Axelrod said, “That’s great,” Trump recalled, but “I never heard from ’em.”

Our colleague Dan Balz e-mailed Axelrod to ask about Trump’s complaint. Axelrod acknowledged the conversation and said he had told Trump, “I’d pass that along to the social secretary, which I did.”

But Axelrod told Balz that the conversation occurred after he had called Trump, not the other way around. Trump, now at the top of some polls on nominees for the GOP presidential candidate, “contacted me originally asking to be put in charge of the operation in the gulf to seal the oil leak.” That would have been in late June or so.

Well, they had been using hair to soak up some of the oil from the BP well, and Trump has plenty of that. The well had been out of control for two months by then and there was that constant image of oil spewing in the gulf, despite numerous efforts to stop it. Nobody seemed to know what to do.

“I know how to run big projects,” Trump told Axelrod. “Why don’t you put me in charge?”

“I told him I thought we were close to solving it and would get back to him,” Axelrod recalled. “Two weeks later, we had the leak sealed, and I called him back to thank him for his offer.”

“It was in that conversation,” Axelrod continued, that Trump proposed building the ballroom.

Remember how President John F. Kennedy, looking for someone with management skills, picked former Ford executive and “Whiz Kid” Robert McNamara to run the Pentagon? Didn’t work out so well.

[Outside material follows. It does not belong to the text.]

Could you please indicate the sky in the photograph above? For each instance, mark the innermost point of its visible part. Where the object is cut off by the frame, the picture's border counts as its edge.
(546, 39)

We e-mailed The Donald to see whether he wanted to respond to Axelrod’s comments. No word back.

No, that’s not ‘TMZ’

The skies continued to be darkened by planes carrying U.S. officials overseas, with Asia apparently having become the top destination. The turmoil in the Middle East may be dissuading junkets there. Rome and Paris beckon, but members and spouses might be tiring of going to the same places spring after spring.

This week we have Commerce Secretary Gary Locke off to South Korea on what may be his last trip before he becomes ambassador to China. Locke is heading a delegation that includes five House members: Democrats Charles Rangel (N.Y.), Jim McDermott (Wash.), Joseph Crowley (N.Y.) and Gary Peters (Mich.) and Republican David Reichert (Wash.).